Le virage vers l’avantage comparatif
L’arrivée d’une nouvelle équipe dirigeante a marqué un tournant. Plutôt que de s’entêter dans une logique d’autosuffisance, les gestionnaires ont choisi de s’inspirer des principes fondamentaux de l’économie moderne, tels que théorisés par David Ricardo il y a plus de deux siècles : l’avantage comparatif. L’idée est simple, mais puissante : une entreprise, ou une économie, maximise son efficacité en se concentrant sur ce qu’elle fait de mieux, tout en déléguant les tâches moins stratégiques à des partenaires spécialisés. Pour le Chantier Davie, cela signifiait cesser de vouloir tout produire à l’interne — des coques aux systèmes électroniques en passant par les moteurs — pour se recentrer sur ses forces, comme l’assemblage final et l’intégration des composantes.
Concrètement, cette approche s’est traduite par une collaboration accrue avec des fournisseurs étrangers et locaux, chacun apportant son expertise là où elle est la plus pertinente. Les pièces complexes, comme les systèmes de propulsion ou les équipements de navigation, sont désormais souvent confiées à des entreprises qui ont fait leurs preuves dans ces domaines, tandis que le chantier se concentre sur la coordination et la finition des navires. Cette spécialisation a permis de réduire les coûts, d’améliorer la qualité et, surtout, de respecter les échéances — un point faible historique du chantier.
Les résultats parlent d’eux-mêmes. Depuis ce changement de cap, le Chantier Davie a repris une place enviable dans l’industrie navale canadienne. Les contrats se multiplient, notamment avec le gouvernement fédéral pour la construction de brise-glaces et d’autres navires stratégiques. L’entreprise, jadis au bord de la faillite, est aujourd’hui vue comme un acteur clé dans la stratégie maritime du Canada. Ce succès n’est pas le fruit d’un miracle, mais d’une décision lucide : accepter que l’autarcie n’est pas une vertu en soi et que la collaboration, même au-delà des frontières, puisse être une force.

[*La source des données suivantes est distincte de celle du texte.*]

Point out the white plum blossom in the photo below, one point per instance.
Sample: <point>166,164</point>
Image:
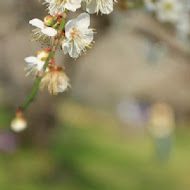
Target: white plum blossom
<point>58,6</point>
<point>169,10</point>
<point>18,124</point>
<point>96,6</point>
<point>56,81</point>
<point>34,65</point>
<point>42,30</point>
<point>78,36</point>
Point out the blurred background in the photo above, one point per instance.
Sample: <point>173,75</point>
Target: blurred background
<point>124,124</point>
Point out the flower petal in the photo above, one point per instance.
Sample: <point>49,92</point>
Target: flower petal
<point>37,23</point>
<point>49,31</point>
<point>31,59</point>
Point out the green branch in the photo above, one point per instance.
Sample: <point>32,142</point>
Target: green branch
<point>39,78</point>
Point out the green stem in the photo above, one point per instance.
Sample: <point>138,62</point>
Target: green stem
<point>39,78</point>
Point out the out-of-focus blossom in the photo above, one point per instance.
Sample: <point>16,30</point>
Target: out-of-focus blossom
<point>169,10</point>
<point>162,122</point>
<point>8,141</point>
<point>19,123</point>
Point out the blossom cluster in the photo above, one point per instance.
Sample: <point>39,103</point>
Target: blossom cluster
<point>73,37</point>
<point>175,12</point>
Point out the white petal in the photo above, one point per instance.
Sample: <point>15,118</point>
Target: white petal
<point>49,31</point>
<point>37,23</point>
<point>69,26</point>
<point>83,21</point>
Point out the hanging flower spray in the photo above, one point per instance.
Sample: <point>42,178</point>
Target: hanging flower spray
<point>74,37</point>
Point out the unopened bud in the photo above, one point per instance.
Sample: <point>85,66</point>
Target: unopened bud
<point>49,20</point>
<point>18,124</point>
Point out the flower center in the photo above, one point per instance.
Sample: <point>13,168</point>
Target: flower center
<point>75,33</point>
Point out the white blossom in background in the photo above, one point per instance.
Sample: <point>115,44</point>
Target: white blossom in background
<point>56,81</point>
<point>183,27</point>
<point>58,6</point>
<point>96,6</point>
<point>42,31</point>
<point>149,5</point>
<point>18,124</point>
<point>78,36</point>
<point>169,10</point>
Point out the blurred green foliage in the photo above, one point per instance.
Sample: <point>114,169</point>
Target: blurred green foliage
<point>90,151</point>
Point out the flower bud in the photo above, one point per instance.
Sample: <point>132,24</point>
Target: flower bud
<point>49,20</point>
<point>18,124</point>
<point>42,55</point>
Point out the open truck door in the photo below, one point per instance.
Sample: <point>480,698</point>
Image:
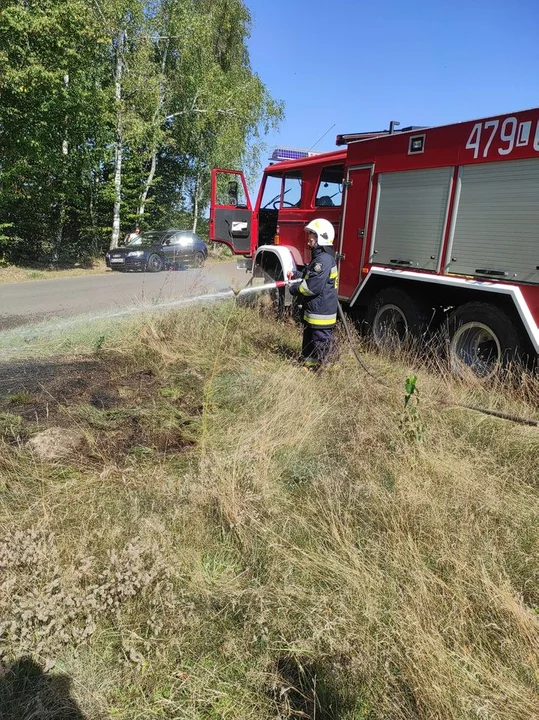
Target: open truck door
<point>231,213</point>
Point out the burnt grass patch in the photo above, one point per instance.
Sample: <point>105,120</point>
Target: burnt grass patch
<point>122,407</point>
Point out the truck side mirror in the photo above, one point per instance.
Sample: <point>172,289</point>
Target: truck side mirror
<point>233,192</point>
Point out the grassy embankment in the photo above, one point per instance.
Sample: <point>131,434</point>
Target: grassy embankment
<point>241,539</point>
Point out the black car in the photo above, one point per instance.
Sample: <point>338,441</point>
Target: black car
<point>154,250</point>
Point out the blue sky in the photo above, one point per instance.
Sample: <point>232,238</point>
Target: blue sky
<point>359,65</point>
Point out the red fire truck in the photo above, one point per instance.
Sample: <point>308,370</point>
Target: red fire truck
<point>435,227</point>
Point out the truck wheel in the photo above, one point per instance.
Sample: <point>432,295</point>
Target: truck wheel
<point>154,264</point>
<point>395,318</point>
<point>482,338</point>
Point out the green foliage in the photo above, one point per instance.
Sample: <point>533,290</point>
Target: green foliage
<point>189,100</point>
<point>412,424</point>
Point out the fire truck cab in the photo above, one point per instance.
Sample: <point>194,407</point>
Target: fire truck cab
<point>435,228</point>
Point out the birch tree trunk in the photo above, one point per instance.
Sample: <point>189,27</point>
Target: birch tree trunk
<point>119,140</point>
<point>196,193</point>
<point>158,112</point>
<point>147,184</point>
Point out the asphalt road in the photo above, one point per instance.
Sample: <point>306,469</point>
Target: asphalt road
<point>38,300</point>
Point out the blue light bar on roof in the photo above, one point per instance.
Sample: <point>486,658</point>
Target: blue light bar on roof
<point>280,154</point>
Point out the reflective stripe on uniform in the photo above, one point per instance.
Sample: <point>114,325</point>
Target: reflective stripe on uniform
<point>315,319</point>
<point>304,289</point>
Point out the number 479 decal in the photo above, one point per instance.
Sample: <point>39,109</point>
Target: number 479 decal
<point>504,136</point>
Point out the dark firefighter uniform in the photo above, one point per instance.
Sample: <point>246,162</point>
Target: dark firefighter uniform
<point>318,294</point>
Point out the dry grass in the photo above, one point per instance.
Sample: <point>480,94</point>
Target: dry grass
<point>319,552</point>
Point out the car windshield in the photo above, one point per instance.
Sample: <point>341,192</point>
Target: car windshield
<point>146,238</point>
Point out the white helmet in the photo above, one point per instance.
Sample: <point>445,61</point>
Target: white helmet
<point>323,229</point>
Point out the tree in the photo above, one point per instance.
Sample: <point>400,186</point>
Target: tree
<point>114,112</point>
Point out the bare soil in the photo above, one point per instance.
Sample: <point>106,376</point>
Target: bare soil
<point>121,409</point>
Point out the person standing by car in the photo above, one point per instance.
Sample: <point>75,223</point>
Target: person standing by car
<point>318,292</point>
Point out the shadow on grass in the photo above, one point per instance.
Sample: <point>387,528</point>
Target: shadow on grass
<point>27,692</point>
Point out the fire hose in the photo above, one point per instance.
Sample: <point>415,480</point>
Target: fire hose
<point>278,284</point>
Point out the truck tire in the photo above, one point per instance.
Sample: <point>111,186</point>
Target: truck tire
<point>394,318</point>
<point>482,338</point>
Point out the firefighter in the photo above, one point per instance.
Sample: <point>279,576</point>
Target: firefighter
<point>318,294</point>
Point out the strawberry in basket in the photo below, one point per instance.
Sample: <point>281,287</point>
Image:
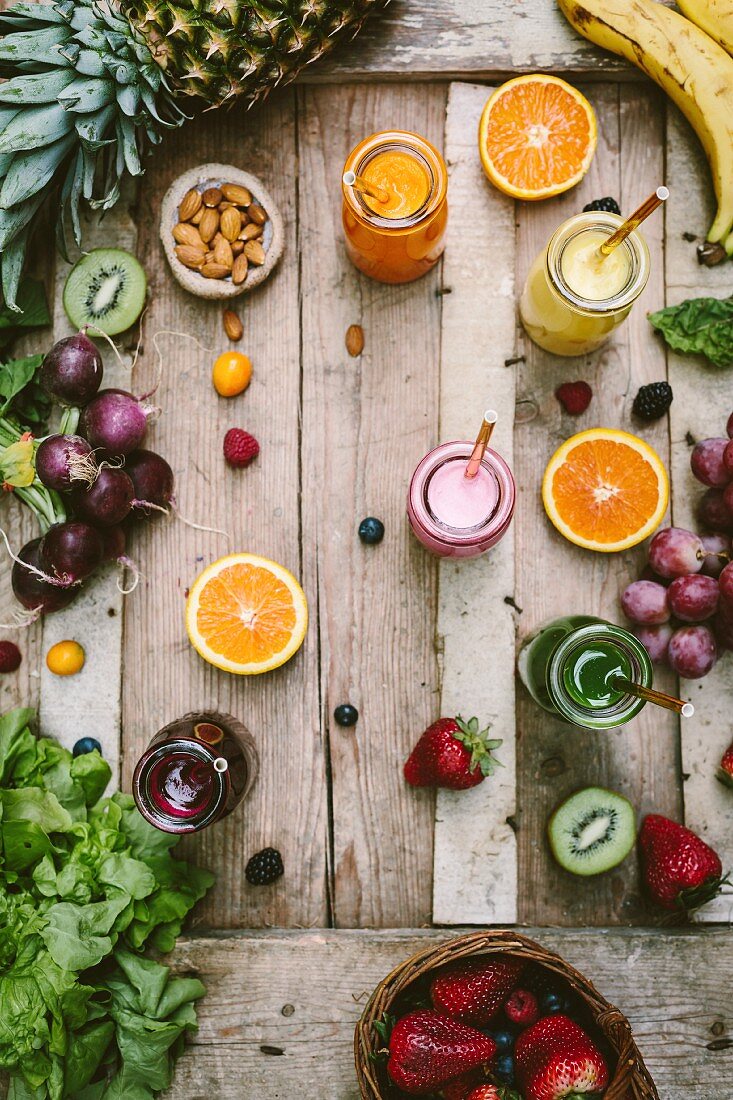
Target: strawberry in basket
<point>428,1049</point>
<point>473,990</point>
<point>556,1058</point>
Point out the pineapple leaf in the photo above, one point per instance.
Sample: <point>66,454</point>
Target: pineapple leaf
<point>39,88</point>
<point>35,128</point>
<point>30,172</point>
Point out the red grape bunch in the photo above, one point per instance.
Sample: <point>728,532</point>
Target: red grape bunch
<point>682,608</point>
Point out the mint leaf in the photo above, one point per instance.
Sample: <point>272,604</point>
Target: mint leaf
<point>699,326</point>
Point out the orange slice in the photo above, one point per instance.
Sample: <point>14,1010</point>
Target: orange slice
<point>537,136</point>
<point>605,490</point>
<point>247,614</point>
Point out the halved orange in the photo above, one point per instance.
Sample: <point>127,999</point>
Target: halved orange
<point>605,490</point>
<point>537,136</point>
<point>247,614</point>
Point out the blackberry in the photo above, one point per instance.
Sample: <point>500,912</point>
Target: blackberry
<point>653,402</point>
<point>371,530</point>
<point>86,745</point>
<point>609,205</point>
<point>346,715</point>
<point>264,867</point>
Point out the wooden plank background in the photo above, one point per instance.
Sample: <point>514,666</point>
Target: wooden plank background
<point>302,994</point>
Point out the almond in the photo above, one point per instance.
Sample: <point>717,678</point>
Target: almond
<point>251,231</point>
<point>222,253</point>
<point>208,224</point>
<point>233,327</point>
<point>238,195</point>
<point>189,257</point>
<point>185,233</point>
<point>214,271</point>
<point>254,252</point>
<point>231,223</point>
<point>190,204</point>
<point>239,271</point>
<point>354,340</point>
<point>211,196</point>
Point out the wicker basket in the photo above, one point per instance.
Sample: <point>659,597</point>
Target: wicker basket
<point>630,1078</point>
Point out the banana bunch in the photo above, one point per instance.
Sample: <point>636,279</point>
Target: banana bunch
<point>692,68</point>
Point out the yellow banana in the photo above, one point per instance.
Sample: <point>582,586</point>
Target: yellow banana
<point>713,17</point>
<point>695,72</point>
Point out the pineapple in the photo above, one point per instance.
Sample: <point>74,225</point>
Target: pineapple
<point>94,85</point>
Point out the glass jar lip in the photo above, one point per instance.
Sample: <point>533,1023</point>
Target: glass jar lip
<point>635,248</point>
<point>406,141</point>
<point>627,705</point>
<point>493,462</point>
<point>148,807</point>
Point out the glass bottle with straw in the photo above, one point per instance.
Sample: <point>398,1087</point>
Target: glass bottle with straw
<point>584,283</point>
<point>591,673</point>
<point>461,496</point>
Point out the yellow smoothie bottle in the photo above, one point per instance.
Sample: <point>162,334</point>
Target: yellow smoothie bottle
<point>575,296</point>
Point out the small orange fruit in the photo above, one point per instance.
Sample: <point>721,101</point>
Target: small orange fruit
<point>231,373</point>
<point>65,658</point>
<point>605,490</point>
<point>537,136</point>
<point>247,614</point>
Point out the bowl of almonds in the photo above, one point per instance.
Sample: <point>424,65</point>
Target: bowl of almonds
<point>221,231</point>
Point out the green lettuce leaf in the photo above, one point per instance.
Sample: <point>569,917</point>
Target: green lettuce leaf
<point>699,326</point>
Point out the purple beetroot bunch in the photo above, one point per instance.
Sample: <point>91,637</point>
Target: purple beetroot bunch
<point>89,479</point>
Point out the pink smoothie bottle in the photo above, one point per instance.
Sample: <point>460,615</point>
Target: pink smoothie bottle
<point>455,515</point>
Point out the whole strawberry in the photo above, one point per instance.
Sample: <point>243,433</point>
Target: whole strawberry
<point>474,990</point>
<point>556,1058</point>
<point>451,754</point>
<point>725,769</point>
<point>680,870</point>
<point>240,448</point>
<point>427,1049</point>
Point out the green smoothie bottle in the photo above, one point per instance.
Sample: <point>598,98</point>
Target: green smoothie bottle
<point>575,668</point>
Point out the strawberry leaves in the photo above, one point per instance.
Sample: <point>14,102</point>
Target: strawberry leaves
<point>480,746</point>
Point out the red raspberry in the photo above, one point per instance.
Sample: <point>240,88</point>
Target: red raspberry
<point>522,1008</point>
<point>10,657</point>
<point>573,396</point>
<point>240,448</point>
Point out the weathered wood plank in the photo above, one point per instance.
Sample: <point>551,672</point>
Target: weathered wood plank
<point>365,424</point>
<point>260,507</point>
<point>303,993</point>
<point>703,397</point>
<point>89,703</point>
<point>641,758</point>
<point>470,39</point>
<point>474,845</point>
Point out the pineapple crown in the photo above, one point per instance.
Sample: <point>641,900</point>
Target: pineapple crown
<point>83,101</point>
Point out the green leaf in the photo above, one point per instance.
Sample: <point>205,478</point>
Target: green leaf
<point>93,773</point>
<point>699,326</point>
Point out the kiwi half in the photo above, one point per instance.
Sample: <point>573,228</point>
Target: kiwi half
<point>105,288</point>
<point>592,831</point>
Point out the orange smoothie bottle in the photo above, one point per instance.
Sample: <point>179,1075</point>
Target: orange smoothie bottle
<point>400,235</point>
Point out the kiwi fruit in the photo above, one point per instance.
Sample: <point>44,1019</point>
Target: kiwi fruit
<point>105,288</point>
<point>592,831</point>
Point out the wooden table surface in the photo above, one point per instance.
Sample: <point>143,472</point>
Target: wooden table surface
<point>393,631</point>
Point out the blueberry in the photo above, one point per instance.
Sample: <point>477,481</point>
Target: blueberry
<point>346,715</point>
<point>550,1003</point>
<point>86,745</point>
<point>371,530</point>
<point>504,1041</point>
<point>504,1068</point>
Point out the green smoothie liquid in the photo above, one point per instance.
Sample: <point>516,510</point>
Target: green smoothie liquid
<point>589,674</point>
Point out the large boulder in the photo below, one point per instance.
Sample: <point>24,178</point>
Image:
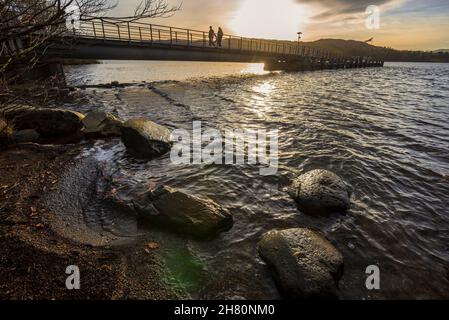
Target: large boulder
<point>183,213</point>
<point>101,124</point>
<point>5,133</point>
<point>304,264</point>
<point>146,139</point>
<point>321,192</point>
<point>49,122</point>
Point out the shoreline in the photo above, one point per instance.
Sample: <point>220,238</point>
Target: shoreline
<point>36,254</point>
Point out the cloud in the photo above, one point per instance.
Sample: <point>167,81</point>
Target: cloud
<point>194,14</point>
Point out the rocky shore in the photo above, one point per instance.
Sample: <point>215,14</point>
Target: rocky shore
<point>44,180</point>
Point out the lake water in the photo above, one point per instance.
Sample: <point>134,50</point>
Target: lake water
<point>384,130</point>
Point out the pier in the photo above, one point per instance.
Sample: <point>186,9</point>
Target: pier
<point>105,39</point>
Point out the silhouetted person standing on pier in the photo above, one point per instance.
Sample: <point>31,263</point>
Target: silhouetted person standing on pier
<point>211,37</point>
<point>219,37</point>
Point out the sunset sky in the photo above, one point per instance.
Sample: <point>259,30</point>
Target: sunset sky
<point>404,24</point>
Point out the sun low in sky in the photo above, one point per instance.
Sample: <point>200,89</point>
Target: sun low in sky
<point>280,19</point>
<point>404,24</point>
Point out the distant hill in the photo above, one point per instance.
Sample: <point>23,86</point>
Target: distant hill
<point>440,51</point>
<point>358,48</point>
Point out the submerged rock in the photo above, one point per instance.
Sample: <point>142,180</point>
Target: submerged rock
<point>321,192</point>
<point>99,123</point>
<point>146,139</point>
<point>183,213</point>
<point>49,122</point>
<point>28,135</point>
<point>304,264</point>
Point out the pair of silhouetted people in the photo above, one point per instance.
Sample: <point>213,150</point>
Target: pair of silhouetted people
<point>212,37</point>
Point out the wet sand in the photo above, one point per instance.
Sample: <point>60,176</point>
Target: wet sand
<point>35,251</point>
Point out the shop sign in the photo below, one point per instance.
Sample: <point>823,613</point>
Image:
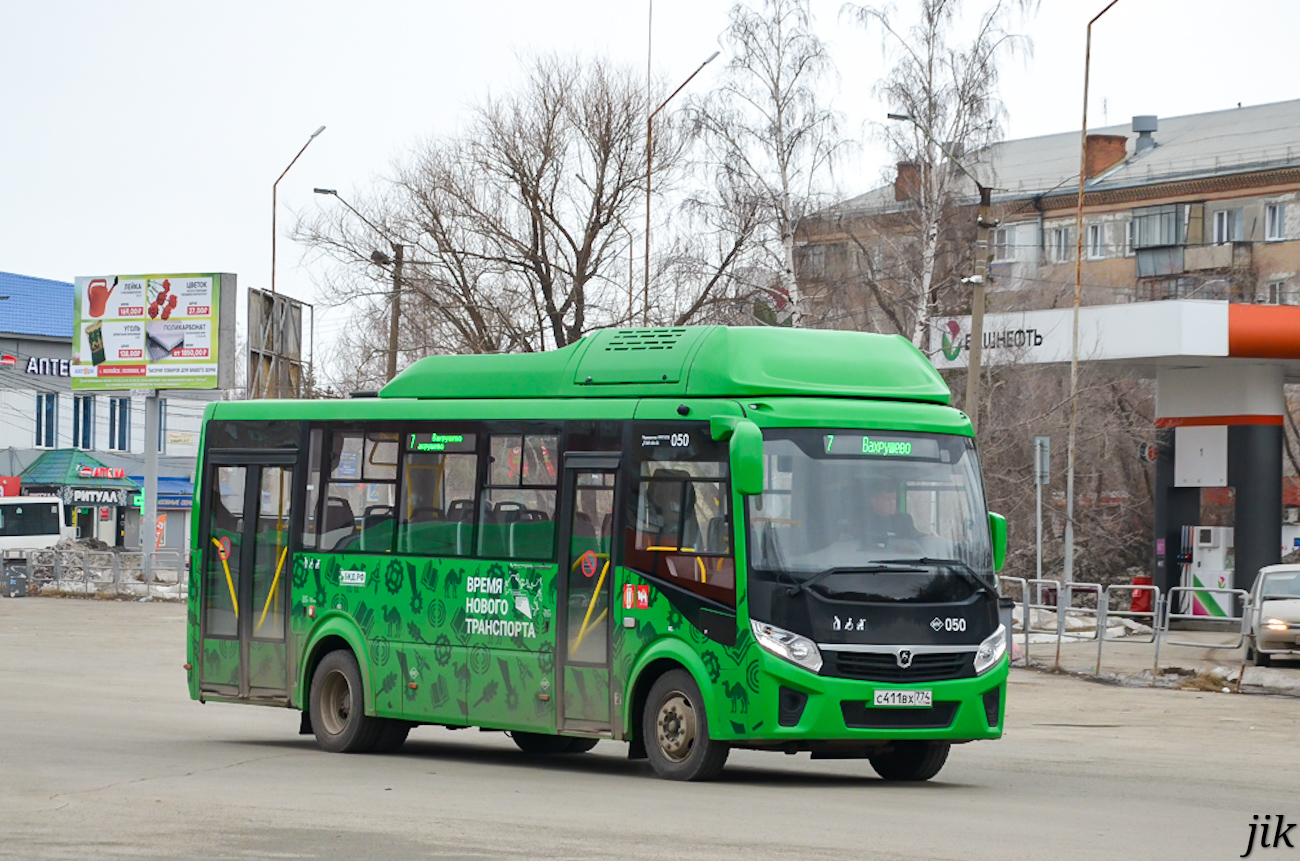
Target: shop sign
<point>50,367</point>
<point>85,497</point>
<point>100,472</point>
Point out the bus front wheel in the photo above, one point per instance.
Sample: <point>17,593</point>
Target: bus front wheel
<point>911,760</point>
<point>338,706</point>
<point>676,731</point>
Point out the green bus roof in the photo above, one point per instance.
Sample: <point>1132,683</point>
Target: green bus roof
<point>715,362</point>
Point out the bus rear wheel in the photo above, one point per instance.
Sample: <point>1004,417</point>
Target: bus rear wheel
<point>676,731</point>
<point>338,709</point>
<point>911,760</point>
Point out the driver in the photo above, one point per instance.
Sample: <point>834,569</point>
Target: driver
<point>887,520</point>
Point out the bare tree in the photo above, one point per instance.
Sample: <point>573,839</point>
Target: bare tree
<point>770,134</point>
<point>949,92</point>
<point>512,229</point>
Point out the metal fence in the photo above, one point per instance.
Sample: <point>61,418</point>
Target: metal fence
<point>120,572</point>
<point>1101,606</point>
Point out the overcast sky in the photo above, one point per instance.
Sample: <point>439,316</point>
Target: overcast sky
<point>143,137</point>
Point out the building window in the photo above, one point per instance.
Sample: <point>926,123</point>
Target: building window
<point>1004,243</point>
<point>1227,226</point>
<point>83,422</point>
<point>47,420</point>
<point>1156,226</point>
<point>1275,293</point>
<point>120,424</point>
<point>1096,242</point>
<point>1058,245</point>
<point>1274,223</point>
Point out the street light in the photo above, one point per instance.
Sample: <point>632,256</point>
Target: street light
<point>978,280</point>
<point>273,191</point>
<point>381,259</point>
<point>645,294</point>
<point>1078,301</point>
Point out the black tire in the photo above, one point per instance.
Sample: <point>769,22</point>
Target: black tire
<point>911,760</point>
<point>538,744</point>
<point>338,706</point>
<point>391,736</point>
<point>675,728</point>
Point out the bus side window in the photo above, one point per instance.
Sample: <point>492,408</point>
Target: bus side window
<point>518,516</point>
<point>360,498</point>
<point>437,511</point>
<point>680,518</point>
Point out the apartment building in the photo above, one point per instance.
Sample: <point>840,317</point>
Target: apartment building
<point>1204,206</point>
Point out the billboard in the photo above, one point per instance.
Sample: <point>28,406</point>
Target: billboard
<point>154,332</point>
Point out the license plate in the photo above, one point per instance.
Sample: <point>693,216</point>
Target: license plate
<point>904,699</point>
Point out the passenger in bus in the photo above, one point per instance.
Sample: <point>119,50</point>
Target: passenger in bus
<point>887,522</point>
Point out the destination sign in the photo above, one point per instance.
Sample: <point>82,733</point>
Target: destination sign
<point>441,442</point>
<point>880,446</point>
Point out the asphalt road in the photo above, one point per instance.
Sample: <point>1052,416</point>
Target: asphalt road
<point>103,756</point>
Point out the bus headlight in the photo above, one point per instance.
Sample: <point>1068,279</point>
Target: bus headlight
<point>788,645</point>
<point>991,650</point>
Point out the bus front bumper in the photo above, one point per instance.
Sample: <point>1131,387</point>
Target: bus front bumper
<point>797,709</point>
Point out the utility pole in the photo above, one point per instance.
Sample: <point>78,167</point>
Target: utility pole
<point>1078,303</point>
<point>983,224</point>
<point>395,307</point>
<point>978,280</point>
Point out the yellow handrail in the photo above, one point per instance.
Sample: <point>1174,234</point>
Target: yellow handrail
<point>590,606</point>
<point>274,584</point>
<point>230,583</point>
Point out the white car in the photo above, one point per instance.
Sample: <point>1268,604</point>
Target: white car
<point>1274,614</point>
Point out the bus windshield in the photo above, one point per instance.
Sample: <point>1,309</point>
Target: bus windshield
<point>884,505</point>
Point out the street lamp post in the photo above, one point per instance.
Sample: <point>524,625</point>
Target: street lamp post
<point>645,291</point>
<point>274,187</point>
<point>978,280</point>
<point>381,259</point>
<point>1078,302</point>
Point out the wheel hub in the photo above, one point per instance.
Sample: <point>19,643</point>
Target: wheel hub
<point>675,727</point>
<point>336,702</point>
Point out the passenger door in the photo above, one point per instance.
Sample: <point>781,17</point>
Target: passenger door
<point>247,571</point>
<point>589,526</point>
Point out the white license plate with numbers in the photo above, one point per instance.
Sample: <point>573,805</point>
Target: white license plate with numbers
<point>904,699</point>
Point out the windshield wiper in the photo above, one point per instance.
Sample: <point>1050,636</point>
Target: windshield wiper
<point>939,563</point>
<point>875,567</point>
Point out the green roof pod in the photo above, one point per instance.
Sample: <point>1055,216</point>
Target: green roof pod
<point>706,362</point>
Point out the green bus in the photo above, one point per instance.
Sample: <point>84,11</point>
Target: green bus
<point>688,539</point>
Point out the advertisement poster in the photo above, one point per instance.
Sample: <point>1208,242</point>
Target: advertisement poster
<point>147,332</point>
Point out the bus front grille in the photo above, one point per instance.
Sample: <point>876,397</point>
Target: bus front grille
<point>883,666</point>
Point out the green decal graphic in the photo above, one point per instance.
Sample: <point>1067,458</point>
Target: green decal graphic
<point>739,696</point>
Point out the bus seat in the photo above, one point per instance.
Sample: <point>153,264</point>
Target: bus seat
<point>339,523</point>
<point>377,527</point>
<point>664,497</point>
<point>718,535</point>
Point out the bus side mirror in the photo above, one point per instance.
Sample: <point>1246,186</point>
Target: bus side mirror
<point>997,531</point>
<point>746,451</point>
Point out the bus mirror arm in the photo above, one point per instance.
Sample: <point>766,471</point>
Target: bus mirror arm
<point>997,532</point>
<point>746,451</point>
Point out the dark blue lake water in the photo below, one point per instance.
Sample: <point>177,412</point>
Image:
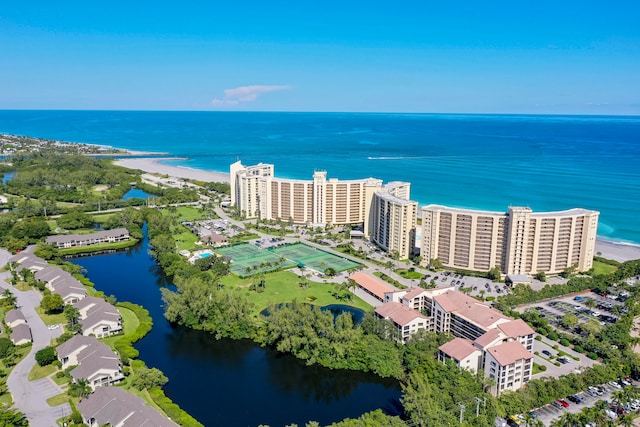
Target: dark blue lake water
<point>233,383</point>
<point>7,177</point>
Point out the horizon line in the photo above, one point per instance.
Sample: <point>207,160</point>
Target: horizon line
<point>323,112</point>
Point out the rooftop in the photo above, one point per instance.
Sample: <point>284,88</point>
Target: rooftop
<point>372,284</point>
<point>509,352</point>
<point>470,308</point>
<point>458,348</point>
<point>400,314</point>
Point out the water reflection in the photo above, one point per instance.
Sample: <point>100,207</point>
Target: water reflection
<point>227,382</point>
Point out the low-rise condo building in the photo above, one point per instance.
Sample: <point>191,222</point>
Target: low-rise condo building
<point>518,241</point>
<point>484,338</point>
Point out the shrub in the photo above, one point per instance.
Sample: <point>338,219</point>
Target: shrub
<point>46,356</point>
<point>6,347</point>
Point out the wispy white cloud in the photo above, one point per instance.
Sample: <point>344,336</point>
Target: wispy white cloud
<point>241,94</point>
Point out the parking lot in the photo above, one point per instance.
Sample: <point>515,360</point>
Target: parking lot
<point>585,306</point>
<point>550,412</point>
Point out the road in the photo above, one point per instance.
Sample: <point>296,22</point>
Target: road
<point>30,397</point>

Une leçon pour le gouvernement caquiste
Ce renouveau du Chantier Davie ne devrait pas passer inaperçu aux yeux du gouvernement québécois, et en particulier de la Coalition Avenir Québec (CAQ), qui, depuis son arrivée au pouvoir, a fait de l’achat local une pierre angulaire de sa politique économique. Sous la prémisse de la sécurité, de l’autonomie et d’achat local, François Legault et son équipe ont multiplié les initiatives pour favoriser les entreprises d’ici, souvent au nom d’un nationalisme économique qui trouve écho dans une population attachée à son identité. L’intention est louable : soutenir l’économie locale, protéger les emplois et renforcer l’autonomie du Québec face à la mondialisation. Mais, comme le montre l’exemple du Chantier Davie, cette obsession pour le « tout local » peut parfois se retourner contre ses propres objectifs.
Prenons l’exemple du panier bleu, oups excusez-moi, des appels d’offres publics. Dans plusieurs cas, le gouvernement caquiste a imposé des critères stricts pour privilégier les entreprises québécoises, même lorsque celles-ci n’étaient pas les mieux placées pour répondre aux besoins. Résultat : des projets retardés, des coûts gonflés et, parfois, une qualité inférieure à ce que des concurrents étrangers auraient pu offrir. Le fiasco du projet de traversiers pour la Société des traversiers du Québec, où des entreprises locales ont été favorisées malgré des lacunes évidentes, rappelle étrangement les errements passés du Chantier Davie. À force de vouloir tout faire au Québec, on risque de reproduire les mêmes erreurs : une dispersion des efforts, une perte de compétitivité et, au bout du compte, un appauvrissement collectif.
Le succès récent du Chantier Davie montre qu’il existe une voie médiane. Oui, il est possible de valoriser l’expertise québécoise, mais pas au détriment de l’efficacité. En se concentrant sur ce que le Québec fait de mieux — par exemple, l’ingénierie ou l’assemblage — tout en s’ouvrant à des partenariats stratégiques, le gouvernement pourrait obtenir le meilleur des deux mondes : des emplois locaux solides et des projets qui tiennent la route. L’avantage comparatif n’est pas une capitulation face à la mondialisation, mais une manière intelligente de s’y insérer.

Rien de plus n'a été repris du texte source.